Although she’d hoped to become an entertainment writer at Variety, she ended up as a fact checker, and later a reporter, at Forbes, where she became fascinated by the business world. In 1977, she joined New Court Securities as ‘the research department’, following Federal Express and other start-ups. After a stint at Oppenheimer covering software companies, she moved to Rosen Research and in 1983 bought the company from her employer Ben Rosen, renaming it EDventure Holdings. She sold EDventure Holdings to CNET Networks in early 2004.
A four-time weightless flyer, she is also active in the commercial space and airline start-up world, with investments in Airship Ventures, Coastal Aviation Software, Constellation Services, Icon Aircraft, Space Adventures/Zero-G, and XCOR Aerospace.
Currently, Dyson is a board member and active investor in a variety of start-ups, mostly in online services, health care/genetics, and space travel. Her board seats include 23andMe, Airship Ventures, Boxbe, CVO Group, Eventful.com, Evernote, Meetup, NewspaperDirect, Voxiva and Yandex. Ms Dyson is also a director at Living Systems AG, Internet Capital, Medscape Inc., PRT Group, Thinking Tools, iGabriel, Sourceree Ltd., MeetUp.com, TrustWorks Systems, Zedo Inc., Newknow Network, Vatera, TerraLink Technologies, Information Business Systems, Electrobug Technologies Limited, Manugistics, IBS Group and CV-Online.
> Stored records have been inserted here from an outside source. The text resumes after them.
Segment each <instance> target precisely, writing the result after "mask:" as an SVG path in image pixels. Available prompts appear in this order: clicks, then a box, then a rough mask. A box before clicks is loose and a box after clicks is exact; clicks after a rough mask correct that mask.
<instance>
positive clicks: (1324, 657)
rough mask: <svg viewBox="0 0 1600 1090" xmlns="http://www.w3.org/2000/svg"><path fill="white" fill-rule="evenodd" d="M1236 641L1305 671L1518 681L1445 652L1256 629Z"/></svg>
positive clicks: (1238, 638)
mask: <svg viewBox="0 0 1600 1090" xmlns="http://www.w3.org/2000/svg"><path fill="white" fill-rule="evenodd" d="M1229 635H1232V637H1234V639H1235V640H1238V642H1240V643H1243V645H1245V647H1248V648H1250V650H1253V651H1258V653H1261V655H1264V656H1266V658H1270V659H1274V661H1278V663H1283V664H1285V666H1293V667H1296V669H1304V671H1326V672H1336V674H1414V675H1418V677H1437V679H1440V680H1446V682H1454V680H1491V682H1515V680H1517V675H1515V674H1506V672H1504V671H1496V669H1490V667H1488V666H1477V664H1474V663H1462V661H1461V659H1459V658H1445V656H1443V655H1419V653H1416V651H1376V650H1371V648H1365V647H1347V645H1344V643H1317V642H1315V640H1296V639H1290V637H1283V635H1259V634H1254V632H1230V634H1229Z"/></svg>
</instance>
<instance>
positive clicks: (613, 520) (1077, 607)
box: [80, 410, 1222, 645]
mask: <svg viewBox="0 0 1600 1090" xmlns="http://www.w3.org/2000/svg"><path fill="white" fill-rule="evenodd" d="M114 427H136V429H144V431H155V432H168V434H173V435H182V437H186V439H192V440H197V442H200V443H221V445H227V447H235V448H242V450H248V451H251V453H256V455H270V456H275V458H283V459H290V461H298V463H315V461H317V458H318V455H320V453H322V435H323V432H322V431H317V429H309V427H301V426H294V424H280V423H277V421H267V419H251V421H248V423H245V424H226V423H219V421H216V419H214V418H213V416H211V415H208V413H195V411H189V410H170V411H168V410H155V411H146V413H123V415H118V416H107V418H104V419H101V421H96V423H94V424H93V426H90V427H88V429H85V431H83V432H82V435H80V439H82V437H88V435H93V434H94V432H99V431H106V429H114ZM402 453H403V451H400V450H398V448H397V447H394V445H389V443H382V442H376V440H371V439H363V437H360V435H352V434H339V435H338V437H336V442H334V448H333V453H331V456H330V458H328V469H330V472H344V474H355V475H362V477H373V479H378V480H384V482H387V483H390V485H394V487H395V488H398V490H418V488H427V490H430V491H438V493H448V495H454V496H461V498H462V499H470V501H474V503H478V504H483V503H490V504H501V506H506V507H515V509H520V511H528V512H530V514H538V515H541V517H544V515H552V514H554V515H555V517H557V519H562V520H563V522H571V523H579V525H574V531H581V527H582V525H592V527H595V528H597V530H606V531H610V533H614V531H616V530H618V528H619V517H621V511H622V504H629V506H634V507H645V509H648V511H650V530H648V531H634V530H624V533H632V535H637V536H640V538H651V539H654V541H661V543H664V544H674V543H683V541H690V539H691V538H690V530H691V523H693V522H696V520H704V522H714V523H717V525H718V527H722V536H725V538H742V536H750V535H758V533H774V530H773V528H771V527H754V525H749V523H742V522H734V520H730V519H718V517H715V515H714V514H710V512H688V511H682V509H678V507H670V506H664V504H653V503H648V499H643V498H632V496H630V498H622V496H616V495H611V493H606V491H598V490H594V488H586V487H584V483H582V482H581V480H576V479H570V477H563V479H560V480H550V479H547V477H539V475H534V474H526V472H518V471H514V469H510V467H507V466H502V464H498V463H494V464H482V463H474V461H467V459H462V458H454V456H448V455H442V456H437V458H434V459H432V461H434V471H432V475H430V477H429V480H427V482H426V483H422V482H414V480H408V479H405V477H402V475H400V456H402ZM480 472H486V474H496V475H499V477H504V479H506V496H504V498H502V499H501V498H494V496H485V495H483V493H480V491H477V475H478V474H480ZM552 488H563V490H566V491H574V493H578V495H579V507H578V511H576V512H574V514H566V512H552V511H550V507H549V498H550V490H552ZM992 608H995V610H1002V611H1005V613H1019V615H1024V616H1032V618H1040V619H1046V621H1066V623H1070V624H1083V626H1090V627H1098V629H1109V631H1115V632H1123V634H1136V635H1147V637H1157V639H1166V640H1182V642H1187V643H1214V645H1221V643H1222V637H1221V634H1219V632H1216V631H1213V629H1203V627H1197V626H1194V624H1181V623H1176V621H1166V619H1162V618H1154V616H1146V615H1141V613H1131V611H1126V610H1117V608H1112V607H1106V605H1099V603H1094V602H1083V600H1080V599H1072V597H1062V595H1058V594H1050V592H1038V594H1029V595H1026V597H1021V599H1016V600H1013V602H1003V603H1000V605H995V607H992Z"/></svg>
Ms Dyson has been a Non-Executive Director of WPP Group PLC since 1999. She serves as a member on the Board of Directors of Graphisoft N.V. and a member of the Advisory Board of SAirGroup AG. Ms Dyson has been a director of LanguageWare.net (Company) Ltd. since June 1996, Aristotle International Inc. since March 2000, and Uproar Inc. since April 1997. She is a member of the Industry Advisory Group at Zouk Ventures Ltd.
In 1997, she wrote a book on the impact of the Net on individuals’ lives, “Release 2.0: A design for living in the digital age. “
She is an occasional contributor and sits on the advisory board of a new open access, open source, open peer review journal, the Journal of Participatory Medicine.
Dyson is an active member of a number of non-profit and advisory organisations. From 1998 to 2000, she was the founding chairman of ICANN, the Internet Corporation for Assigned Names and Numbers. She has followed closely the post-Soviet transition of Eastern Europe and is a member of the Bulgarian President’s IT Advisory Council, along with Vint Cerf, George Sadowsky, and Veni Markovski, among others.
She has served as a trustee of, and helped fund, emerging organisations such as Glasses for Humanity, Bridges.org, the National Endowment for Democracy, and the Eurasia Foundation. She is a member of the Board of Directors of The After-School Corporation, a nonprofit organisation dedicated to expanding educational opportunities for all students. She is also a member of the boards of the Sunlight Foundation, StopBadware, and The Long Now Foundation, and a trustee of the Santa Fe Institute.
Dyson describes herself as “spending more and more time on private aviation and commercial space startups” and also in health care and genetics. She has invested in XCOR, Constellation Services, Zero-G, Icon Aircraft, and Space Adventures. Since 2005, she has hosted the Flight School conference in Aspen. She is currently on the board of directors of 23andMe and is one of the first ten volunteers in the Personal Genome Project.